Adesso è ufficiale: Inzaghi guida il Milan Seedorf esonerato

Il club dovrà versare all’olandese 2,5 milioni per altri 2 anni All’ex bomber il contratto della Primavera fino al 2016
MILANO. Con una nota poco più lunga di un tweet si chiude ufficialmente l'avventura di Clarence Seedorf sulla panchina del Milan e si apre quella di Pippo Inzaghi, che si dice pronto a «dare tutto me stesso per questi colori, con dedizione, passione e determinazione, come ho sempre fatto sia da calciatore sia da allenatore delle squadre giovanili».
Negli ultimi 20 anni solo Terim e Tabarez hanno resistito alla guida del Milan meno dei 144 giorni di Seedorf, esonerato in 147 caratteri, con una messaggio ben più freddo di quella che, ad esempio, è toccata a gennaio ad Allegri, «sollevato dall'incarico» con «ringraziamenti» e «auguri». Per l'olandese, niente di tutto ciò, un po’ per strategia legale, un po’ per riflesso dello stato dei rapporti col club. «AC Milan comunica di avere esonerato l'allenatore Clarence Seedorf e di avere affidato la Prima Squadra, fino al 30 Giugno 2016, a Filippo Inzaghi», è la nota pubblicata, mentre Berlusconi ad Arcore ospitava il consueto pranzo di famiglia del lunedì. Pare che Seedorf (domenica autore di una tripletta a Manchester in una sfida di beneficenza) si attendesse un contatto con il presidente, ossia chi l'aveva scelto a gennaio. Di certo non è mai decollata la trattativa fra i legali delle due parti per una risoluzione consensuale con buonuscita.

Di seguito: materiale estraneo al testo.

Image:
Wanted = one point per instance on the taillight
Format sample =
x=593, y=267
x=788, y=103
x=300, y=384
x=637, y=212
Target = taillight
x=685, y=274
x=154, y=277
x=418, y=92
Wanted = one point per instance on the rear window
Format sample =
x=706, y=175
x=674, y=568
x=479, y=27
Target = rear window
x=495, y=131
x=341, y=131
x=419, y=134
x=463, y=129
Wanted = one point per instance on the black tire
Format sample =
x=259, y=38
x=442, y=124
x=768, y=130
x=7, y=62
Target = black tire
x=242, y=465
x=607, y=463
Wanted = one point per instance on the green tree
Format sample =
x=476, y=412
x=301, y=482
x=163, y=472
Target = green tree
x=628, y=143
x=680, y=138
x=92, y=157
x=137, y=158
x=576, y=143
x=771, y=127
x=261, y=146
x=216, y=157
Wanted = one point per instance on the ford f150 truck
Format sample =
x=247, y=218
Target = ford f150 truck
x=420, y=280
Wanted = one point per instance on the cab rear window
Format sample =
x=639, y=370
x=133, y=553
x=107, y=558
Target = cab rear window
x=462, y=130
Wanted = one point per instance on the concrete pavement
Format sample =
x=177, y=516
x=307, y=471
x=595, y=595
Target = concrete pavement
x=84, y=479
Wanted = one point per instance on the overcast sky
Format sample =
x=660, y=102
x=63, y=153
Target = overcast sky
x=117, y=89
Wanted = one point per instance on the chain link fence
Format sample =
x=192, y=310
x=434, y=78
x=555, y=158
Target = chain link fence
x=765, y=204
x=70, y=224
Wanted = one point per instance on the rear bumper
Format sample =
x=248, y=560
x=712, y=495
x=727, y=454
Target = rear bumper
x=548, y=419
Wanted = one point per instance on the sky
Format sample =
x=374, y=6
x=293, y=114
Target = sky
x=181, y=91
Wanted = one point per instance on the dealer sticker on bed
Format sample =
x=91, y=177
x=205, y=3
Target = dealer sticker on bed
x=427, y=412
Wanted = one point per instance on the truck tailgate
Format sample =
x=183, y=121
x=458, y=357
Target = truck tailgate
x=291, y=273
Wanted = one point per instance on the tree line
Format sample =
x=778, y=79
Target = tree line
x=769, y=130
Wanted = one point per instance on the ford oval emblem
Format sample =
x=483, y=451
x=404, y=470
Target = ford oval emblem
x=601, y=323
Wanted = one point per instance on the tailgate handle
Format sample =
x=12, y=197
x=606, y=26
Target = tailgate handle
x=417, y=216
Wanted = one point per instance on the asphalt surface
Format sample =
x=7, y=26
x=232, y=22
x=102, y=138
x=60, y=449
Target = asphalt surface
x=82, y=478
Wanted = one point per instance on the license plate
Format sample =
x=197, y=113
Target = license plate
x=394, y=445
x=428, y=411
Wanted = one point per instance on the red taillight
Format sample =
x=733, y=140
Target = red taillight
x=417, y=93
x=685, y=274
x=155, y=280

Così il Milan dovrà pagare a Seedorf 2,5 milioni di euro netti per le prossime due stagioni, finché non troverà un altro ingaggio. Circa 700 mila euro all'anno è invece il compenso di Inzaghi, che ha visto ritoccato lo stipendio nel suo contratto fino al 2016 siglato quando, il 7 giugno di un anno fa, è stato promosso dagli Allievi nazionali alla Primavera (lo sostituirà Cristian Brocchi). «Sono felicissimo, oggi per me è un giorno indimenticabile. Ringrazio il presidente Berlusconi e tutta la società per la fiducia e la prestigiosa opportunità professionale che mi sono state concesse», ha detto Inzaghi, che probabilmente sarà presentato a Milanello il 9 luglio, il giorno del raduno. «Sono onorato e orgoglioso di essere l'allenatore di una squadra che è stata la mia vita per tantissimi anni, una squadra e una società con la quale ho condiviso gioie ed emozioni indelebili». Già da due settimane è all'opera per costruire la sua nuova squadra. Dopo i rinforzi a parametro zero Agazzi, Alex e Menez (firmerà a giorni), è stato riscattato Poli (alla Sampdoria è andato Salamon) e nei prossimi giorni, anche mentre si godrà le vacanza al mare, affronterà i capitoli più delicati: Kakà e Balotelli. Kakà per problemi personali potrebbe tornare in Brasile.